Dass eine Impfung der zwölfjährigen Mädchen sinnvoll ist, darüber herrscht breiter Konsens. Doch bis zu welchem Alter profitieren junge Frauen von einer Immunisierung?
KIRNBAUER: Eine Impfung gegen HPV hat prinzipiell nur so lange Sinn, als die Frau noch nicht mit den in der Vakzine enthaltenen Virustypen infiziert ist. Sie ist also rein prophylaktisch, nicht therapeutisch wirksam. Da die Übertragung auf sexuellem Weg stattfindet, bedeutet das, dass der volle Impfschutz nur bei Frauen bzw. Mädchen wirksam wird, die sexuell noch nicht aktiv sind. Das ist nicht nur individuell unterschiedlich, sondern hängt auch von den verschiedenen Kulturen ab. In Schweden sind beispielsweise
92 Prozent der 18-jährigen Frauen sexuell aktiv, in Portugal 25 Prozent.
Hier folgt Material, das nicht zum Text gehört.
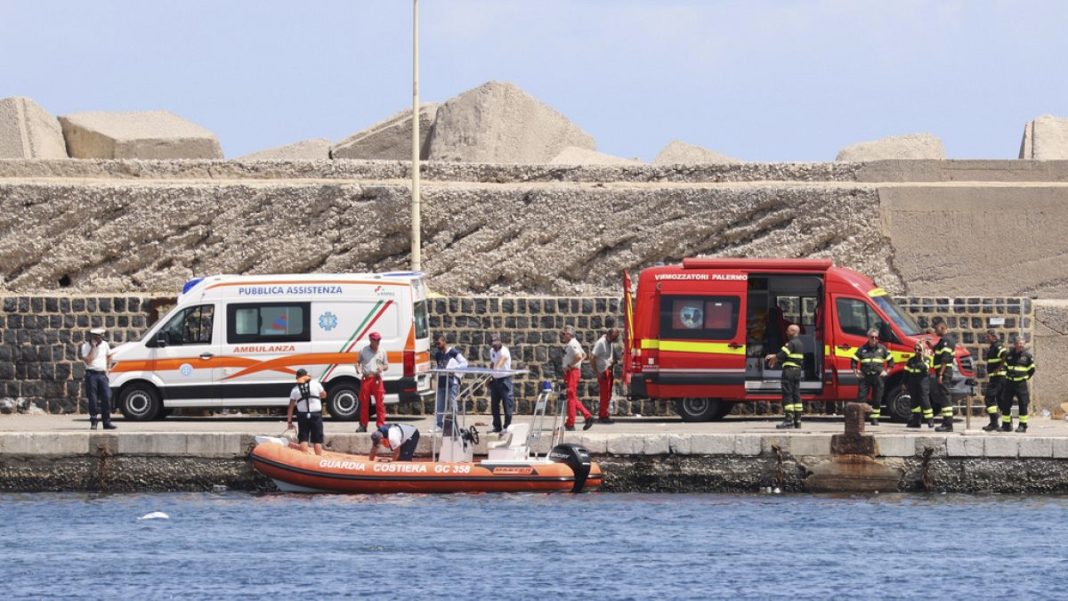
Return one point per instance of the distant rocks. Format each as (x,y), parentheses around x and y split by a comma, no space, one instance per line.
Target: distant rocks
(29,131)
(575,155)
(500,123)
(680,153)
(390,139)
(145,135)
(1046,138)
(308,149)
(911,146)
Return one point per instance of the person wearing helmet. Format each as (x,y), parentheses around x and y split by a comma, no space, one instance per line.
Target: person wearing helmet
(370,366)
(401,440)
(307,398)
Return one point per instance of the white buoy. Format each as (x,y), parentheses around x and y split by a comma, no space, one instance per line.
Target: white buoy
(155,516)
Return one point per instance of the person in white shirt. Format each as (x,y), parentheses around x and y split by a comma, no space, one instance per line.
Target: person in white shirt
(307,398)
(603,361)
(399,439)
(372,362)
(500,384)
(572,372)
(94,354)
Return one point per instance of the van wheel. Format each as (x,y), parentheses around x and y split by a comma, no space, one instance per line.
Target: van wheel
(702,409)
(139,402)
(898,404)
(343,401)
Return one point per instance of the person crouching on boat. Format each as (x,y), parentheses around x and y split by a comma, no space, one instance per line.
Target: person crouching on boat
(398,439)
(307,397)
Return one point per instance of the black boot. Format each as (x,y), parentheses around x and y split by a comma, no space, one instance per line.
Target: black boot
(787,421)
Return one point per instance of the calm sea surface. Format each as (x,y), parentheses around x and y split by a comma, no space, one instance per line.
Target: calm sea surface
(235,546)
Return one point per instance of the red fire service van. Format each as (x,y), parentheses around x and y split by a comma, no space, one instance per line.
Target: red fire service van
(697,333)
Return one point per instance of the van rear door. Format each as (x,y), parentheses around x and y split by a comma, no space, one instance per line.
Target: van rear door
(702,336)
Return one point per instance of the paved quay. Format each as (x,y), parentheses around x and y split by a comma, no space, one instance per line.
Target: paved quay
(741,454)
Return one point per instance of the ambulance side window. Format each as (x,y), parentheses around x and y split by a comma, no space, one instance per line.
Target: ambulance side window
(704,318)
(857,317)
(268,322)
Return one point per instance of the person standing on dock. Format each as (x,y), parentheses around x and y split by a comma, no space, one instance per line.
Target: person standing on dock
(603,361)
(791,358)
(572,372)
(870,363)
(995,385)
(307,398)
(94,354)
(1019,368)
(370,366)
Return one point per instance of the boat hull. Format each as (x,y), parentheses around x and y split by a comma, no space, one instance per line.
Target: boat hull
(342,473)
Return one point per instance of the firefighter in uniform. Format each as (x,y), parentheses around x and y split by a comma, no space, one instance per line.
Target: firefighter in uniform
(791,358)
(1019,368)
(995,386)
(916,381)
(942,376)
(870,363)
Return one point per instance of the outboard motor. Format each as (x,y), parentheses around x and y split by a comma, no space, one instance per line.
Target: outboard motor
(575,457)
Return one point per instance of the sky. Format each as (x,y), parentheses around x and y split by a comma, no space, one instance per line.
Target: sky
(755,80)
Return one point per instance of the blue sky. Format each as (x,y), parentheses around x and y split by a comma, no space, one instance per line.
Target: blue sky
(757,80)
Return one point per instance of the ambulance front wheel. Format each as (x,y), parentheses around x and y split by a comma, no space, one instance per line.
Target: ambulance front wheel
(343,401)
(139,402)
(702,409)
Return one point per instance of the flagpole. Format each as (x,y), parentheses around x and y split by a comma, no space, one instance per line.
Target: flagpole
(415,217)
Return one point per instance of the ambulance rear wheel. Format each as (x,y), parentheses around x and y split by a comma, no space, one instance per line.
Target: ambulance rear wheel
(343,401)
(139,402)
(702,409)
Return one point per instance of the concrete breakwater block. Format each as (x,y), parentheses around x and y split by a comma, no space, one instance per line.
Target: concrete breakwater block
(500,123)
(1045,138)
(29,131)
(911,146)
(145,135)
(303,151)
(390,139)
(680,153)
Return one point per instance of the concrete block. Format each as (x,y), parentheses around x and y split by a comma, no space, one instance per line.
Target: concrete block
(964,446)
(811,444)
(712,444)
(911,146)
(680,153)
(627,444)
(304,151)
(29,131)
(749,445)
(1002,446)
(390,139)
(500,123)
(896,445)
(1036,447)
(1045,138)
(147,135)
(936,443)
(574,155)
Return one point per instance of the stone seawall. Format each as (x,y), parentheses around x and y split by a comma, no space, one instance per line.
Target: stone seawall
(41,335)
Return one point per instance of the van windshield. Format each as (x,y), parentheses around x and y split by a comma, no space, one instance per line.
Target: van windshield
(900,318)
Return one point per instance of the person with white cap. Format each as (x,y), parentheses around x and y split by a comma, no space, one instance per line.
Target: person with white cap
(370,366)
(399,439)
(94,354)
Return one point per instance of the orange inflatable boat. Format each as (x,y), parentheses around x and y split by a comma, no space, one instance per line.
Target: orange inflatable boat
(567,468)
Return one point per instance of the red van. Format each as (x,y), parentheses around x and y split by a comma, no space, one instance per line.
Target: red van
(697,333)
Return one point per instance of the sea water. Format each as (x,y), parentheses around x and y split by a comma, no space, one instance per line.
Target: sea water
(472,547)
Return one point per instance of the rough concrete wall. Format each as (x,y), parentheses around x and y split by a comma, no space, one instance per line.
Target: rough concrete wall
(497,239)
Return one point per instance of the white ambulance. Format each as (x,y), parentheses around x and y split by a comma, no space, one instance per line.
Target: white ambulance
(237,341)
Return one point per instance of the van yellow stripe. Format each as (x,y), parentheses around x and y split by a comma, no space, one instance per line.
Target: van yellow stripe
(687,346)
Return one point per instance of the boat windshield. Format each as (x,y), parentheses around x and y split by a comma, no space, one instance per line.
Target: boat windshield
(900,318)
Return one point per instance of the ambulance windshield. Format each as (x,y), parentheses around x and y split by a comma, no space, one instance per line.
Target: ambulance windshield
(900,318)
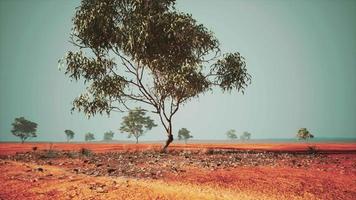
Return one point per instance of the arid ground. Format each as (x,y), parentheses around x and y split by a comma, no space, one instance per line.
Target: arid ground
(193,171)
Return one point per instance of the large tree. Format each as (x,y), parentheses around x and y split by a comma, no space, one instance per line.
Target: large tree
(24,129)
(146,51)
(136,123)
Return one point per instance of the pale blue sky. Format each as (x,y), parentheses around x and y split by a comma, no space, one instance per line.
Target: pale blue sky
(301,55)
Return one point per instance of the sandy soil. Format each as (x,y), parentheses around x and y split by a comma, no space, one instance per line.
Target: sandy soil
(12,148)
(185,174)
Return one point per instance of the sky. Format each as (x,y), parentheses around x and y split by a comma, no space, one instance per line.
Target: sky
(301,55)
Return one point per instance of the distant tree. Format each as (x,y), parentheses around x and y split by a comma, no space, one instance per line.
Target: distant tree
(24,129)
(231,134)
(69,134)
(304,134)
(245,136)
(136,123)
(184,134)
(89,137)
(147,52)
(109,135)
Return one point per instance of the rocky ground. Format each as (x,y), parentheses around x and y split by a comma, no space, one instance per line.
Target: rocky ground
(153,164)
(180,174)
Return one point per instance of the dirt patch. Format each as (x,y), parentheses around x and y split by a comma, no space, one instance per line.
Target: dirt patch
(222,173)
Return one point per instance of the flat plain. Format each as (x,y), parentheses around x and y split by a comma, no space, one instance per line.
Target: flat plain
(192,171)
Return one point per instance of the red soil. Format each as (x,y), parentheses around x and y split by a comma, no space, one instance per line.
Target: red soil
(12,148)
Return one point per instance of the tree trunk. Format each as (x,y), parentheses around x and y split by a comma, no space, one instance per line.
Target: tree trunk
(170,138)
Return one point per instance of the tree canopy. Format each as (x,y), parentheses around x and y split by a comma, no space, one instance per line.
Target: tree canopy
(136,123)
(69,134)
(146,52)
(24,129)
(184,134)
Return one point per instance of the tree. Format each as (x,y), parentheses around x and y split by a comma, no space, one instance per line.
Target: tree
(245,136)
(146,52)
(184,134)
(89,137)
(136,123)
(231,134)
(69,134)
(108,135)
(24,129)
(304,134)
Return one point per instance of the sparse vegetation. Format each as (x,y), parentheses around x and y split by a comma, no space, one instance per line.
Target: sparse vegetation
(184,134)
(108,135)
(136,123)
(24,129)
(304,134)
(85,152)
(89,137)
(69,134)
(231,134)
(165,58)
(245,136)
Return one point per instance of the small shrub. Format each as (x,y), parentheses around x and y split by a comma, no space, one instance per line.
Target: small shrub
(47,154)
(312,150)
(85,152)
(207,151)
(72,154)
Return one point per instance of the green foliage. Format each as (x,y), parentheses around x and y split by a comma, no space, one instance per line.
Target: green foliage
(245,136)
(89,137)
(184,134)
(231,134)
(70,134)
(24,129)
(109,135)
(85,152)
(304,134)
(136,123)
(146,52)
Die Daten aus Österreich dazu sind eher spärlich.

Könnte man nicht testen lassen, ob man bereits mit HPV infiziert ist?
KIRNBAUER: Es gibt zwar die Möglichkeit einer zervikalen Tes­tung. Jedoch würde ein negatives Ergebnis nicht notwendigerweise bedeuten, dass noch kein Kontakt mit HPV erfolgt ist. Es könnte unter anderem eine Infektion bereits vom Immunsystem erfolgreich beseitigt worden sein.

Wenn es dem Immunsystem gelungen ist, einen Virusstamm – nehmen wir an, den krebserregenden Typ HPV 16 – niederzuringen, besteht dann lebenslange typenspezifische Immunität?
KIRNBAUER: Das ist sehr wahrscheinlich. Und wenn es doch zu einer Reinfektion kommt, dann ist sie vermutlich nicht persistierend. Es ist nicht erwiesen, dass man mit der Impfung das Immunsystem in solchen Fällen boosten soll, damit es mit einer Reinfektion besser fertig wird.

Wann wird sich, vom Standpunkt der Volksgesundheit aus, zeigen, welchen Benefit die Impfung in Bezug auf Verhinderung von Gebärmutterhalskrebs tatsächlich hat?
KIRNBAUER: Der volle Nutzen zeigt sich in 20 bis 30 Jahren. So lange dauert es, bis die heute 12-Jährigen in dem Alter sind, in dem Gebärmutterhalskrebs sich für gewöhnlich manifestiert. Durch „Catch-up“-Vakzinierung (z.B. der 13- bis 18-jährigen Mädchen) kann dieser Zeitpunkt vorverlegt werden. Allerdings entwickeln sich mittelgradige Dysplasien, also Krebsvorstufen, bedeutend schneller, nämlich innerhalb von drei bis vier Jahren nach Infektion. Das hat man in Studien im Vergleich mit den Probandinnen, die Placebo bekamen, gesehen. Bei den Frauen der Verum-Gruppe konnten solche Dysplasien zu einem hohen Prozentsatz verhindert werden. Das verringert die Kosten für Kolposkopien, Konisationen und deren Folgen Zervix­insuffizienz und Frühgeburtlichkeit.